Workshop (workshop@pcm.co.za) wrote:
> Hi there
> This is to all those who know anything about impedance matching!
> I have a circuit using a ne602 ic.The input impedance is is quoted
> as bieng 1.5k.I have a Phillips application note (AN1993)
> that uses this ic.The input to the mixer of the ic is from a 50 ohm source.

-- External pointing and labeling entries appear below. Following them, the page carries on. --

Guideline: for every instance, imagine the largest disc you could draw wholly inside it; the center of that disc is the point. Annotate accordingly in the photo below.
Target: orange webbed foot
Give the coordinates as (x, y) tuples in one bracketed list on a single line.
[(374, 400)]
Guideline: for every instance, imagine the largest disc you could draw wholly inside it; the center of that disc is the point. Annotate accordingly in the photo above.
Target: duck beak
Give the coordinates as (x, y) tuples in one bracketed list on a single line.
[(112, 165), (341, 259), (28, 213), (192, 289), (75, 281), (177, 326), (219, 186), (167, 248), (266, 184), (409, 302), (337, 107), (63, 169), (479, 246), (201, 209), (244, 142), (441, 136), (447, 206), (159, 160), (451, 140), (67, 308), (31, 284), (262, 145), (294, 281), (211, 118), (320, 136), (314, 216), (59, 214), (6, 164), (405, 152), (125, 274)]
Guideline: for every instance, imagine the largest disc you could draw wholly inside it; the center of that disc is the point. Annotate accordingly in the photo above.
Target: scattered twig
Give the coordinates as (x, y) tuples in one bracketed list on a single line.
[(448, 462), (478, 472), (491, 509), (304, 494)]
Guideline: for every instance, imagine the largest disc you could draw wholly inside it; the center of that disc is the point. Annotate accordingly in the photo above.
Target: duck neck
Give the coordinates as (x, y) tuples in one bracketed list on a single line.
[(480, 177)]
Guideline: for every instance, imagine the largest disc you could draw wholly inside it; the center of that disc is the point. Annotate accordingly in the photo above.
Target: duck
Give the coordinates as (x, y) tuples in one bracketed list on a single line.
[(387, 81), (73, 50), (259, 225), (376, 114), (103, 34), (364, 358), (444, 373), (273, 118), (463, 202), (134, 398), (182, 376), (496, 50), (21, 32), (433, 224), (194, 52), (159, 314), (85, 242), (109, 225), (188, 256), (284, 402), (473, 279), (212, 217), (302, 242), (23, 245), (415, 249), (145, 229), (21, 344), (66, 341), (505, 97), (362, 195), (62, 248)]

> The 50 ohm source has been matched to the ic by the following circuit.
> To pin 1 of
> | mixer
> |
> |-----------
> | |
> | |
> === 47p |
> === ()
> | ()0.28uH
> To 50 ohm ____| () To pin 2 of mixer
> source === () |
> === 220p | |
> | | |
> | | |
> ------------ |
> |_______________|
> |
> ===100nF
> ===
> |
> GND
> Can anyone out there tell me how these values are calculated.The frequency of interest
> is 45Mhz
I believe the mixer has a differential input. The 100nF cap just shorts pin 2 of
the mixer to ground so that the input is single-ended. You can take that cap
out of the picture.
There are formulas for calculating the values of the rest components, based on the
assumption that the bandwidth of the matching network B < fo/10, where fo = center freq
of the circuit.
|------------------- Rt (>R2)
| |
| |
=== C1 |
=== () L
| ()
R2 ____| ()
=== ()
=== C2 |
| |
| |
------------
|
---
-
1. Calculate:
Qt = fo/B
C = 1/(2*pi*B*Rt)
L = 1/((2*pi*fo)^2*C)
N^2 = Rt/R2
2. Calculate:
Qp = sqrt(Qt^2/N^2 - 1)
3. C1 and C2 are given by:
C2 = Qp/(2*pi*fo*R2)
Cse = C2*(Qp^2+1)/Qp^2
C1 = Cse*C/(Cse - C)
Regards
-T L
Date: 17 Mar 1996 21:00:25 GMT
Original Subject: Re: Impedance matching